Some of my attendants think that I’m rude and I can be sometimes.  They expect me to be polite all of the time.  Yes, I can be an ass!  But if I were an ass, would I have two publishers and an agent?  The answer is no.  I tell people that my attendants are too busy to help me, but they are always on their cell phones or going to McDonald’s when it is supper.  I don’t ask for much, but when I ask for help I might have to wait fifteen minutes before they come.  They want their money.  Yes, I’m an ass, but I’m an author.

The Writers’ Conference

March 28, 2017

I was with four hundred writers this weekend.  They all want what I have.  A career with two publishers and an agent.  Some of the writers bought my books.  I was told that I was a hard working author.  I’m needed and valued by their community of people.  Life isn’t easy with lazy care attendants and two less than ideal roommates.  I’m lonely here and work is always here.  I have to keep moving forward now not get negative.  My agent gave me a book offer to write a second book, two more interviews, sold and autographed books.

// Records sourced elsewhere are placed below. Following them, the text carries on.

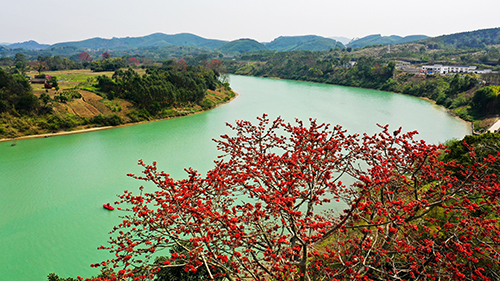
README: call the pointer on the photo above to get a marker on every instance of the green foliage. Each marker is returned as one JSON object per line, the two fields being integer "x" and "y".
{"x": 313, "y": 66}
{"x": 171, "y": 85}
{"x": 16, "y": 94}
{"x": 107, "y": 120}
{"x": 377, "y": 39}
{"x": 59, "y": 63}
{"x": 241, "y": 46}
{"x": 308, "y": 42}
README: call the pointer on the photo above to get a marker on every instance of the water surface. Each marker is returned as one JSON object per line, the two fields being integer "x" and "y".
{"x": 52, "y": 189}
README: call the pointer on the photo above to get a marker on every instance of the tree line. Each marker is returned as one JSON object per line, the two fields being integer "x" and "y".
{"x": 411, "y": 211}
{"x": 465, "y": 95}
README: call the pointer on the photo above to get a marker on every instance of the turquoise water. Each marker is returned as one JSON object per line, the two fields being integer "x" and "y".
{"x": 52, "y": 189}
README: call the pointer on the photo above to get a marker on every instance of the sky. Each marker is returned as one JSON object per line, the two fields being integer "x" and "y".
{"x": 54, "y": 21}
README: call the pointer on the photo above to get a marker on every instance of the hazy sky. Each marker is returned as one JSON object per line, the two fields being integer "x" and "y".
{"x": 53, "y": 21}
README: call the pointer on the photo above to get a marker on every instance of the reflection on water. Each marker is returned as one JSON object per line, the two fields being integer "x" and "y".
{"x": 51, "y": 215}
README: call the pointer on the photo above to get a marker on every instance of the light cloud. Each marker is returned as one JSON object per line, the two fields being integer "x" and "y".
{"x": 62, "y": 20}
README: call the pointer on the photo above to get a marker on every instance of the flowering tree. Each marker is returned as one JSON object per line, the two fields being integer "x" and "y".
{"x": 133, "y": 61}
{"x": 266, "y": 211}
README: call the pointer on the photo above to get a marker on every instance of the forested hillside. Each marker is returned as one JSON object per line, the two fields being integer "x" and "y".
{"x": 378, "y": 39}
{"x": 308, "y": 42}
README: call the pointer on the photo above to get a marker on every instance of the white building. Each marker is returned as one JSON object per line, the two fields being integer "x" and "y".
{"x": 445, "y": 69}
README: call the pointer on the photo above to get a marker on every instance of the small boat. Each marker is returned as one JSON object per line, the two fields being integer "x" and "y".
{"x": 109, "y": 207}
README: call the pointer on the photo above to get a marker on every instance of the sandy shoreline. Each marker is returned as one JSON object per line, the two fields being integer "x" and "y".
{"x": 63, "y": 133}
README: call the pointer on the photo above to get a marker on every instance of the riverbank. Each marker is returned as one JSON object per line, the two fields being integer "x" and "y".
{"x": 87, "y": 130}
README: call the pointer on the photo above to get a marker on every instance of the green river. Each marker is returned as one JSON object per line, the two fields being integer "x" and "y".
{"x": 52, "y": 189}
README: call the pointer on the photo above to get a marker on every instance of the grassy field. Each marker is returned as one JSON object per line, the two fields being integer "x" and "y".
{"x": 87, "y": 109}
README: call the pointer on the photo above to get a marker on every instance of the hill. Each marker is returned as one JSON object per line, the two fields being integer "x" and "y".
{"x": 377, "y": 39}
{"x": 343, "y": 40}
{"x": 153, "y": 40}
{"x": 242, "y": 45}
{"x": 470, "y": 39}
{"x": 30, "y": 45}
{"x": 303, "y": 43}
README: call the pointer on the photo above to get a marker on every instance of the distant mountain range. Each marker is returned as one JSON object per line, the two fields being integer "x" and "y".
{"x": 29, "y": 45}
{"x": 377, "y": 39}
{"x": 343, "y": 40}
{"x": 302, "y": 43}
{"x": 283, "y": 43}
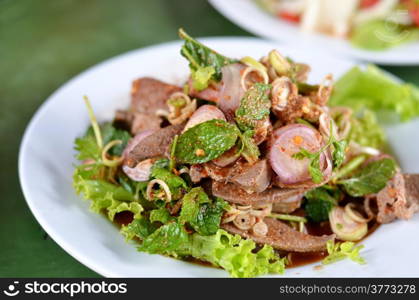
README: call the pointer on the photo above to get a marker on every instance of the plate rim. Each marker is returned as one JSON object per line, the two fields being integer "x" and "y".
{"x": 353, "y": 53}
{"x": 30, "y": 127}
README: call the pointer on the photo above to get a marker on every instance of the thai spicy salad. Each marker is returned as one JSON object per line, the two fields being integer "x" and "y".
{"x": 368, "y": 24}
{"x": 247, "y": 166}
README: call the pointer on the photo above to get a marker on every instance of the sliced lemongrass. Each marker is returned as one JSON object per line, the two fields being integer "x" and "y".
{"x": 354, "y": 215}
{"x": 111, "y": 162}
{"x": 161, "y": 183}
{"x": 93, "y": 120}
{"x": 291, "y": 218}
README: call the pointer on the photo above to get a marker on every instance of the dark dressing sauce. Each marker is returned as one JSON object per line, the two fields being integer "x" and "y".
{"x": 295, "y": 259}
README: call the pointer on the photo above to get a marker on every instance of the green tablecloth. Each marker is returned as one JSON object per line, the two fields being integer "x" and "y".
{"x": 43, "y": 44}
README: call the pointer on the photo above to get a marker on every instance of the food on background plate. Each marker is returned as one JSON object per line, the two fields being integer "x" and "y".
{"x": 247, "y": 166}
{"x": 368, "y": 24}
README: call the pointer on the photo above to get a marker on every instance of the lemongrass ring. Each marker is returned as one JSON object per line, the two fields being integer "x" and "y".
{"x": 251, "y": 62}
{"x": 162, "y": 184}
{"x": 326, "y": 84}
{"x": 354, "y": 215}
{"x": 281, "y": 91}
{"x": 93, "y": 120}
{"x": 248, "y": 71}
{"x": 111, "y": 162}
{"x": 279, "y": 63}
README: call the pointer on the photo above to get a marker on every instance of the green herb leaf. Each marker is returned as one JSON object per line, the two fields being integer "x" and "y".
{"x": 202, "y": 77}
{"x": 170, "y": 239}
{"x": 140, "y": 228}
{"x": 110, "y": 133}
{"x": 205, "y": 63}
{"x": 320, "y": 202}
{"x": 205, "y": 141}
{"x": 371, "y": 179}
{"x": 341, "y": 251}
{"x": 254, "y": 106}
{"x": 202, "y": 213}
{"x": 249, "y": 150}
{"x": 175, "y": 183}
{"x": 366, "y": 131}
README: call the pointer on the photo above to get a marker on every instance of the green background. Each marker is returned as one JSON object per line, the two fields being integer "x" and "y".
{"x": 43, "y": 44}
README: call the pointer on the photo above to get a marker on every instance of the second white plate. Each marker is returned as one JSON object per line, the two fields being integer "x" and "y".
{"x": 251, "y": 17}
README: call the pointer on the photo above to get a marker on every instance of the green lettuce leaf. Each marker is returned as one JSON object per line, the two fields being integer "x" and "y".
{"x": 175, "y": 183}
{"x": 236, "y": 255}
{"x": 161, "y": 215}
{"x": 366, "y": 131}
{"x": 201, "y": 212}
{"x": 139, "y": 228}
{"x": 170, "y": 239}
{"x": 106, "y": 197}
{"x": 373, "y": 89}
{"x": 110, "y": 133}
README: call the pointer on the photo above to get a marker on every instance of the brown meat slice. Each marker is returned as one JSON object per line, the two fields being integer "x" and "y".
{"x": 399, "y": 199}
{"x": 154, "y": 145}
{"x": 234, "y": 194}
{"x": 149, "y": 95}
{"x": 251, "y": 178}
{"x": 255, "y": 178}
{"x": 282, "y": 237}
{"x": 288, "y": 205}
{"x": 136, "y": 122}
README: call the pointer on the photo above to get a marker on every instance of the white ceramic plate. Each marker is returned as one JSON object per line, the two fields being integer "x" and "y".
{"x": 251, "y": 17}
{"x": 47, "y": 158}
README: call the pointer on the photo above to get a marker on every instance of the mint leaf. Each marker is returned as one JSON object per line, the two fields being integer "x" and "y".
{"x": 341, "y": 251}
{"x": 205, "y": 63}
{"x": 320, "y": 202}
{"x": 254, "y": 106}
{"x": 201, "y": 212}
{"x": 249, "y": 150}
{"x": 339, "y": 152}
{"x": 205, "y": 141}
{"x": 370, "y": 179}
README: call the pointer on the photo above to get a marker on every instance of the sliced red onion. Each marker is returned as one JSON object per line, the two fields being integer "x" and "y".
{"x": 203, "y": 114}
{"x": 287, "y": 141}
{"x": 136, "y": 140}
{"x": 141, "y": 172}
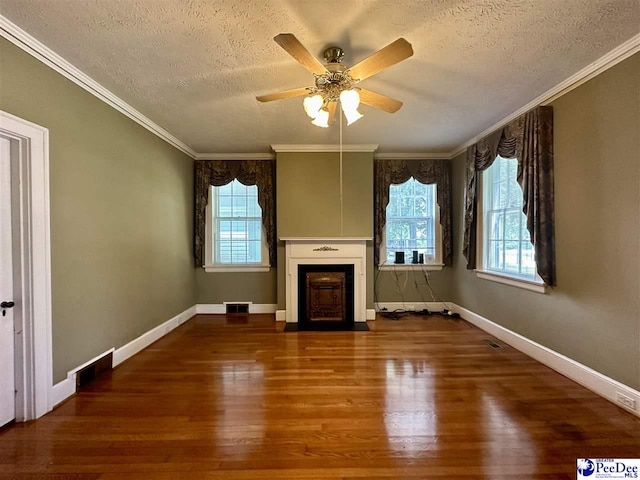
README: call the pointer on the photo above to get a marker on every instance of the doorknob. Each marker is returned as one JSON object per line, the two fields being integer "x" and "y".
{"x": 4, "y": 305}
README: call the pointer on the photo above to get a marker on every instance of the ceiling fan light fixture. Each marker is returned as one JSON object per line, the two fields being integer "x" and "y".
{"x": 312, "y": 105}
{"x": 321, "y": 119}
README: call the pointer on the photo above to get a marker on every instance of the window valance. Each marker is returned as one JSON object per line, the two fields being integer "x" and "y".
{"x": 248, "y": 172}
{"x": 395, "y": 172}
{"x": 529, "y": 138}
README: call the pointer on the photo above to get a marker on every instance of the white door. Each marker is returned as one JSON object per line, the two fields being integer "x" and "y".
{"x": 7, "y": 358}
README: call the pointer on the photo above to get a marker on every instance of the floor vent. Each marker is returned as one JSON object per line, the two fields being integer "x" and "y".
{"x": 89, "y": 373}
{"x": 491, "y": 343}
{"x": 237, "y": 308}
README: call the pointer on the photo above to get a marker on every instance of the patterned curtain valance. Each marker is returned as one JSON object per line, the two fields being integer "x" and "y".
{"x": 395, "y": 172}
{"x": 248, "y": 172}
{"x": 529, "y": 138}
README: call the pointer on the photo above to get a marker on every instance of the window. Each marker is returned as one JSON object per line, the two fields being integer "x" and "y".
{"x": 506, "y": 245}
{"x": 235, "y": 236}
{"x": 412, "y": 223}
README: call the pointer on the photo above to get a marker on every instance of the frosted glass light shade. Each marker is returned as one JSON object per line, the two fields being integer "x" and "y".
{"x": 312, "y": 105}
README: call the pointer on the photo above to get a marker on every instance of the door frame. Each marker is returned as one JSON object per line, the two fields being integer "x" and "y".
{"x": 32, "y": 270}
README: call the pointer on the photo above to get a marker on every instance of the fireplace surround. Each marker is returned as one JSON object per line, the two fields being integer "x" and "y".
{"x": 325, "y": 255}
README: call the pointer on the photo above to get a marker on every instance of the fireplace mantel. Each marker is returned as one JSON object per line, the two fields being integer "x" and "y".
{"x": 326, "y": 251}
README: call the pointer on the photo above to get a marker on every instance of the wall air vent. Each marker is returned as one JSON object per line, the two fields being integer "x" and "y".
{"x": 491, "y": 343}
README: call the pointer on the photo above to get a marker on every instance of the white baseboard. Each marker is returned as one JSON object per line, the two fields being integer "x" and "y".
{"x": 263, "y": 308}
{"x": 410, "y": 306}
{"x": 587, "y": 377}
{"x": 220, "y": 308}
{"x": 67, "y": 387}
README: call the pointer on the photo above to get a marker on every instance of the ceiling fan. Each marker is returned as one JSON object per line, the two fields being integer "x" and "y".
{"x": 335, "y": 82}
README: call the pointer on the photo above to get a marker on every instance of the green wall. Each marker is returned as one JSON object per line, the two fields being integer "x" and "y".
{"x": 121, "y": 214}
{"x": 218, "y": 287}
{"x": 593, "y": 315}
{"x": 308, "y": 202}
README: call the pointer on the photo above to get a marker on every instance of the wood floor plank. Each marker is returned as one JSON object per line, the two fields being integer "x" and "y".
{"x": 237, "y": 398}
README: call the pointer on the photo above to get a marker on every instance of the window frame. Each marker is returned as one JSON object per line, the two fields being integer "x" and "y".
{"x": 535, "y": 284}
{"x": 210, "y": 265}
{"x": 436, "y": 263}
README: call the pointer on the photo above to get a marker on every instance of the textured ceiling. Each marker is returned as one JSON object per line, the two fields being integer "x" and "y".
{"x": 195, "y": 67}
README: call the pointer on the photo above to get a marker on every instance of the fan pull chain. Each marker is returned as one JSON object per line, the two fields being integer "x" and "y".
{"x": 341, "y": 207}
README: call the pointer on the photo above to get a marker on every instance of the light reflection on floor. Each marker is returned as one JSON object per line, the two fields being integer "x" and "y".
{"x": 410, "y": 417}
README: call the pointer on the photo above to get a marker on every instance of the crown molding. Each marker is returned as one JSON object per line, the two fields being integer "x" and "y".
{"x": 320, "y": 148}
{"x": 33, "y": 47}
{"x": 615, "y": 56}
{"x": 234, "y": 156}
{"x": 412, "y": 156}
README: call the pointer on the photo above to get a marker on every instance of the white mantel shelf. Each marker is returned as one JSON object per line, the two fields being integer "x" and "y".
{"x": 326, "y": 251}
{"x": 325, "y": 239}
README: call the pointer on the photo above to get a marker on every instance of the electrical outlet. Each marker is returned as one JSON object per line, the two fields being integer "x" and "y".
{"x": 628, "y": 402}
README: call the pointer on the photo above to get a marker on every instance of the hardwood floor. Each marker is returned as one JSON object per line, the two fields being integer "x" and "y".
{"x": 236, "y": 398}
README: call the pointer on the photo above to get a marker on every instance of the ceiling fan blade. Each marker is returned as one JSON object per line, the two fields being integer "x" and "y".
{"x": 385, "y": 57}
{"x": 331, "y": 107}
{"x": 382, "y": 102}
{"x": 295, "y": 92}
{"x": 293, "y": 47}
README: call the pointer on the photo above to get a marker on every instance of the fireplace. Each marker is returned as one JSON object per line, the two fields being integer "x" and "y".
{"x": 325, "y": 297}
{"x": 338, "y": 261}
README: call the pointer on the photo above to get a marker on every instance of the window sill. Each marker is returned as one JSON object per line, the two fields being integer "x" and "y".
{"x": 530, "y": 285}
{"x": 236, "y": 268}
{"x": 411, "y": 266}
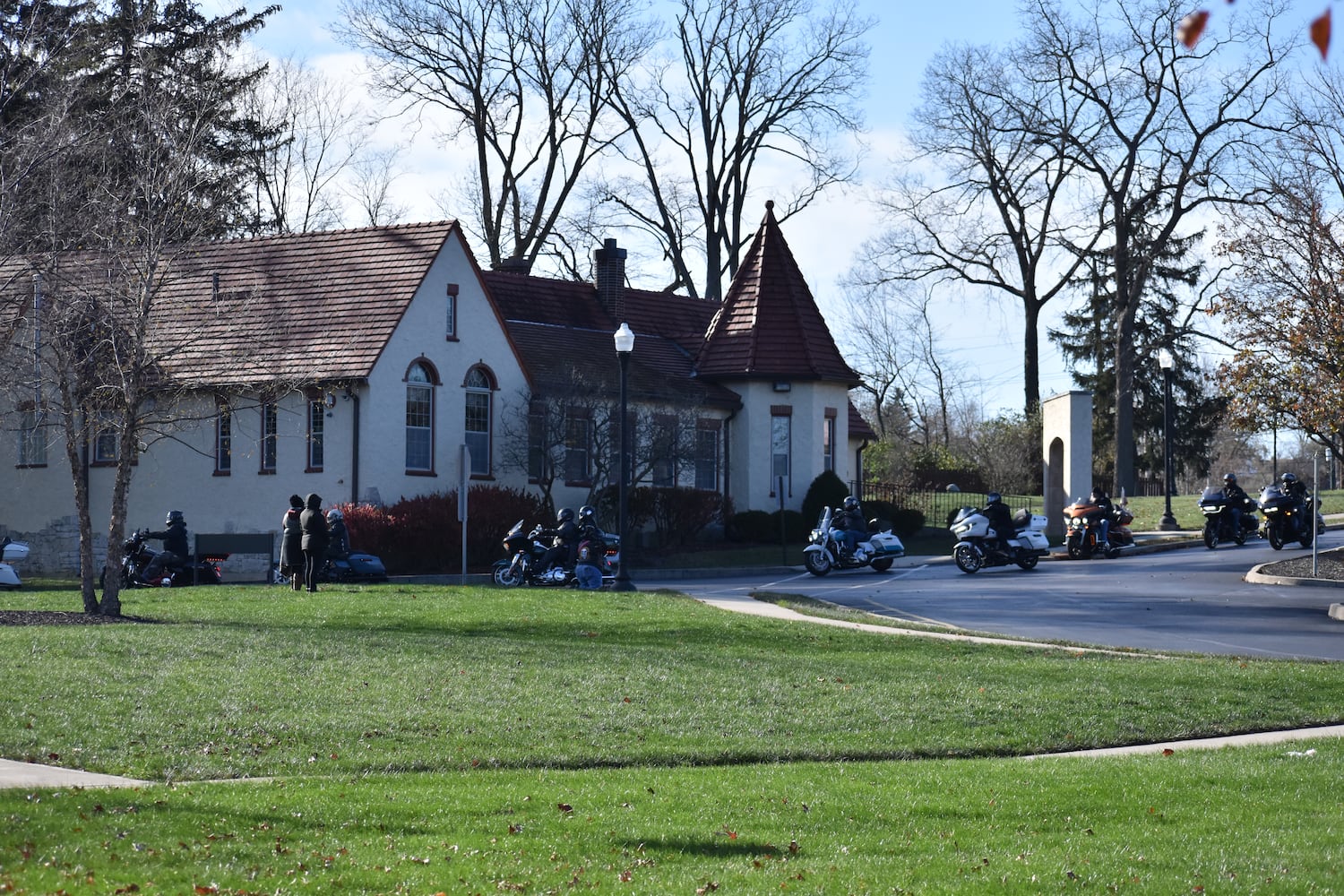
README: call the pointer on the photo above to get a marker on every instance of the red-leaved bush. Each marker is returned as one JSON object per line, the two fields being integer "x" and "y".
{"x": 422, "y": 535}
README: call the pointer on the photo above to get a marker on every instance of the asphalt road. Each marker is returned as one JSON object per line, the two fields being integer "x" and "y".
{"x": 1188, "y": 599}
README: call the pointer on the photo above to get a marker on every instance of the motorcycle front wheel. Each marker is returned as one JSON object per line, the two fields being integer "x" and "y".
{"x": 511, "y": 575}
{"x": 968, "y": 559}
{"x": 816, "y": 562}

I rarely sleep anymore.  I’m making it.

My Struggle

March 22, 2017

My attendants don’t have time to assist me in using the bathroom at the conference or stay overnight at the hotel.  “That’s not our job,” says the house manager.  We take care of you.  They don’t have time to go for the Capitol for Advocacy Day.  This is what I do.  It’s my life.  I have to fight for everything sending emails to the care agency director.  They like the photo ops, articles, and the books, which they haven’t read.  They see the long hours being spent.  I’m a real author but they don’t care.  My people know.  Last fall I visited my college classmates and when I said goodbye I cried because I can’t get attendants to go anywhere.  I have to be an author, but I feel that what I’m doing for the last time.  I’m just beginning life, but deep down I’m dying.  The arguing is taking a toll and I will quit fighting sometime.  I am the author not like my roommates.  Today I gave the Governor a book since he is an author. But I’m a real author.   I did PR, handing out cards to people and a volunteer read my letter about saving  Medicaid to a legislator.  I had a person come up to me say “I know you” and I didn’t know them.  That’s an author’s life.  My people are not surprised by any of this.  It’s Steve, the English people would say.  And I think about suicide.  I have novels to write and women to make love to.  Today I was an author.  Tomorrow I’m critiquing papers being a TA.  This weekend I’m an author, talking to authors and my agent.  And an article came out on Monday.  Who does that?  Steve, my people would say.  They are right again.  I got what I wanted though.  I’m going to the conference.  I won’t give up I promise.  I love you.  Someday I will be known.

Question

March 20, 2017

How does an author publish two books in a year?  Visit www.stevenbsalmon.com for the answer.  The answer is persevering through the hard times. 

Going Downtown

March 20, 2017

I go out in the world this week.  I go to the Capitol to see lawmakers about the changes to Medicaid and Medicare.  I will leave a book for our Governor.  He is an author, but I’m the real author.  It’s too bad that he won’t be in the office to meet me, but he knows who I am.  The writing conference is this weekend.  I will sell and autograph my books.  I’m a real author.  I tend to forget that.  Mom is proud.  I will  savor being out in the world before returning to my office to write another novel. 

March Madness. Yay!

March 13, 2017

This week is the NCAA Basketball Tournament and I will sit in the recliner to watch it.  I will be a couch potato and eat pizza as I get ready to sell my two books at the writing conference.  That’s an author’s life.